In contrast, companies in Taiwan were the most negative in Asia with a 33 index reading, the lowest level since the third quarter of 2011. It also compared with a reading of 40 in the third quarter.
Companies in Japan were the second-most negative, with a reading of 44 compared with a third-quarter reading of 48. It was the lowest reading in a year, underscoring the slow pace of recovery in the world’s third-largest economy.
Many economists are betting Japan will ease monetary policy this week to pull the country out of a shallow recession, a Reuters poll showed.
Japan’s economy recovered earlier this year from damage caused by March 2011’s devastating earthquake, tsunami and subsequent nuclear crisis on spending for reconstruction.
As that boost tapered off, and the global slowdown hit Japan’s export markets harder, the economy suffered a second straight quarterly contraction in July-September, putting it in a technical recession.
Offering a glimmer of hope, sentiment in the auto industry, a core part of Japan’s manufacturing base, improved to 60 in the fourth quarter from 50.
As uncertainty over the global economy persists, with the so-called “fiscal cliff” impasse in the US now adding to the debt crisis in Europe, companies in defensive industries such as food showed more positive sentiment.
Asian companies are closely awaiting the result of last-minute negotiations in Washington on the fiscal cliff — nearly $600 billion of tax increases and spending cuts set to take effect in January that could cause a sharp slowdown in growth or even tip the US into recession.
“Generally in Southeast Asia we are focusing on the consumer sector due to rising wages, the infrastructure/construction sector, property developers, some insurance companies as they have very low valuations and good growth prospects due to low starting value,” said Mykknen.
The food sector was the most positive among industries, with a reading of 77 compared with 73 in the third quarter, followed by the drug sector with a reading of 72, although that was a decline from the 80 recorded in the third quarter.

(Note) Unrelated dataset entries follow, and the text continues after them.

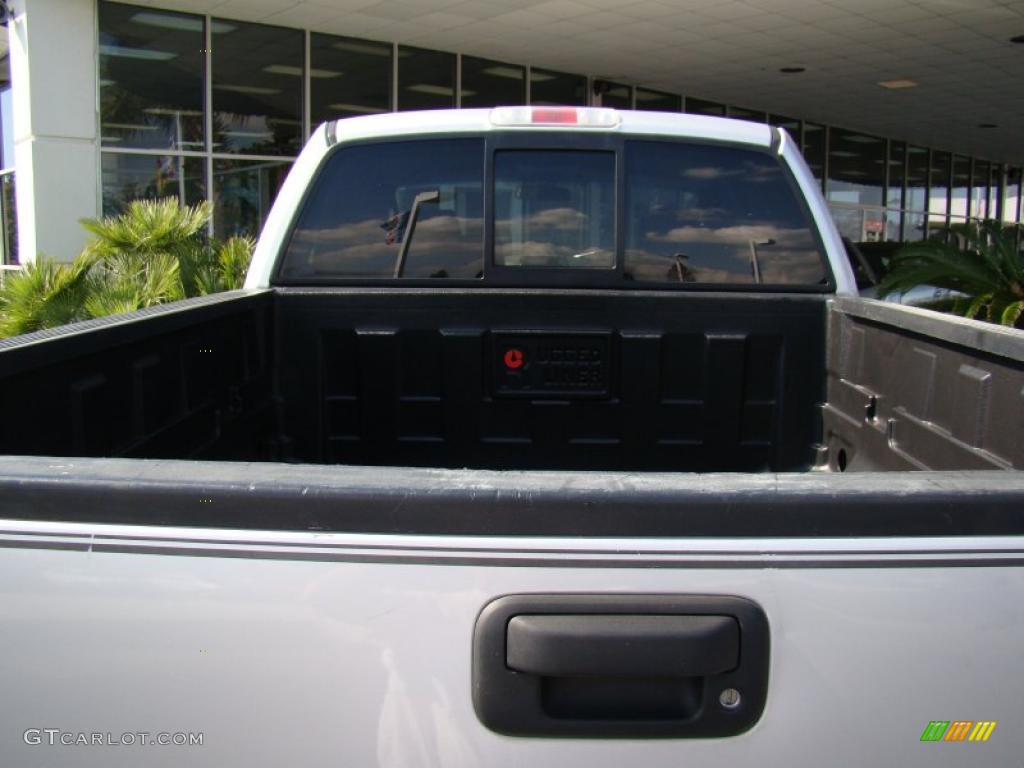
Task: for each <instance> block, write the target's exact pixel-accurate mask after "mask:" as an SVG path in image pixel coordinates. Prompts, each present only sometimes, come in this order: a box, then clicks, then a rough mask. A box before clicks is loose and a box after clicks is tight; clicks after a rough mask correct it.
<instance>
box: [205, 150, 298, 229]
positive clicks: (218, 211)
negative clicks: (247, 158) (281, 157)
mask: <svg viewBox="0 0 1024 768" xmlns="http://www.w3.org/2000/svg"><path fill="white" fill-rule="evenodd" d="M291 166H292V163H291V161H278V160H255V161H254V160H233V159H231V160H214V161H213V200H214V205H213V233H214V234H215V236H216V237H218V238H229V237H231V236H232V234H248V236H251V237H256V236H258V234H259V230H260V228H261V227H262V226H263V222H264V221H265V220H266V215H267V213H269V212H270V204H271V203H272V202H273V199H274V197H276V195H278V190H279V189H280V188H281V185H282V184H283V183H284V181H285V176H286V175H288V169H289V168H291Z"/></svg>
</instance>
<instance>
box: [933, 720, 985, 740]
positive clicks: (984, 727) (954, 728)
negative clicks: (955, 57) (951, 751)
mask: <svg viewBox="0 0 1024 768" xmlns="http://www.w3.org/2000/svg"><path fill="white" fill-rule="evenodd" d="M996 725H997V723H996V722H995V721H994V720H952V721H949V720H933V721H932V722H930V723H929V724H928V727H926V728H925V732H924V733H922V734H921V740H922V741H987V740H988V737H989V736H991V735H992V731H994V730H995V726H996Z"/></svg>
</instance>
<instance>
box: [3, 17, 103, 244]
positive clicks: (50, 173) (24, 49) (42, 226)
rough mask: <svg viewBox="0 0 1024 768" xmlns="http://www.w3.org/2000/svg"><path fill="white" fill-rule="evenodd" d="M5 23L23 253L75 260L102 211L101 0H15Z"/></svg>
mask: <svg viewBox="0 0 1024 768" xmlns="http://www.w3.org/2000/svg"><path fill="white" fill-rule="evenodd" d="M14 9H15V13H16V15H15V17H14V18H13V19H11V22H10V23H9V24H8V27H7V29H8V36H9V39H10V69H11V88H12V90H13V106H14V126H13V127H14V169H15V184H16V188H17V232H18V254H19V257H20V260H22V262H23V263H27V262H29V261H34V260H35V258H36V256H37V255H38V254H40V253H42V254H45V255H47V256H53V257H55V258H56V259H57V260H59V261H70V260H71V259H72V258H74V257H75V256H76V255H77V254H78V253H79V251H81V249H82V246H83V245H85V239H86V236H85V230H84V229H83V228H82V227H81V225H80V224H79V223H78V220H79V219H80V218H91V217H94V216H96V215H98V213H99V152H98V150H99V138H98V136H97V123H98V121H97V119H96V104H97V101H98V100H97V97H96V87H97V85H96V81H97V78H96V68H97V66H98V65H97V61H98V57H97V40H96V0H15V2H14Z"/></svg>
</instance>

The retail sector also posted a solid improvement, with its index reading rising to 75 from 50 in the third quarter, with four participants saying they were positive and the remaining four neutral, as the industry gears up for the year-end shopping season.
Fast Retailing Co. Ltd, the operator of the Uniqlo casual clothing chain, reported a nearly 14 percent jump in November same store sales in Japan due to strong sales of its down jackets and winter wear. Its shares hit 2012 highs this week, fueled by solid earnings recovery.
The shipping industry also saw an improved reading to 67 from 50, with none of the six shipping companies polled being bearish. None of them said they were worried about rising costs or foreign exchange volatility, and most of expected customer payments to remain the same.
In contrast, the airline and building sectors were the most negative with index readings of 0 and 25 respectively.
High fuel prices and regulatory uncertainty remain concerns for Asia-Pacific air carriers, while global economic uncertainty threatens to curb long-haul travel.